Mexico's War on Civil Rights

Mexico's War on Civil Rights
When President Obama goes to Guadalajara, Mexico, this weekend for the North American Leaders Summit, he will surely praise Mexican President Felipe Calderon for the courage he has displayed fighting the war on drugs. The applause is well deserved. Calderon has turned the crackdown on drug traffickers into the centerpiece of his administration and has pursued organized crime with undeniable zeal. But before Obama becomes too effusive and pats Calderon on the back for a job well done, it's important that the U.S. president remember the cost and the consequences of his counterpart's crusade.

In Mexico today, human rights violations committed by the military and the police in this effort are on the rise, yet punishment for the perpetrators remains elusive. So although Obama should recognize Calderon's efforts, he should also insist that drug lawlessness cannot be combated by breaking the law and that the army must be subjected to the kind of scrutiny it has shunned so far.

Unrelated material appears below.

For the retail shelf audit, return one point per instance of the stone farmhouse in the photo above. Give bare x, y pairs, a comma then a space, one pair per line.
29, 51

Today, more than 45,000 soldiers police the roads of Mexico's main cities and drug-producing areas as part of a strategy designed to confront drug traffickers and contain the violence they wreak. Many ring leaders have been captured, many drug shipments have been confiscated and many smugglers have been imprisoned.

But violence remains unabated, and the unintended consequences of Calderon's efforts have become distressingly clear: The number of cases of human rights violations brought before the Mexican Human Rights Commission has risen by 600% over the last two years.

The war on drugs is turning into a war on the civilian population that can't simply be dismissed as collateral damage. Mexico's military is capturing "capos," but it's also raping, extracting confessions through torture and detaining people arbitrarily. Crime is begetting more crime.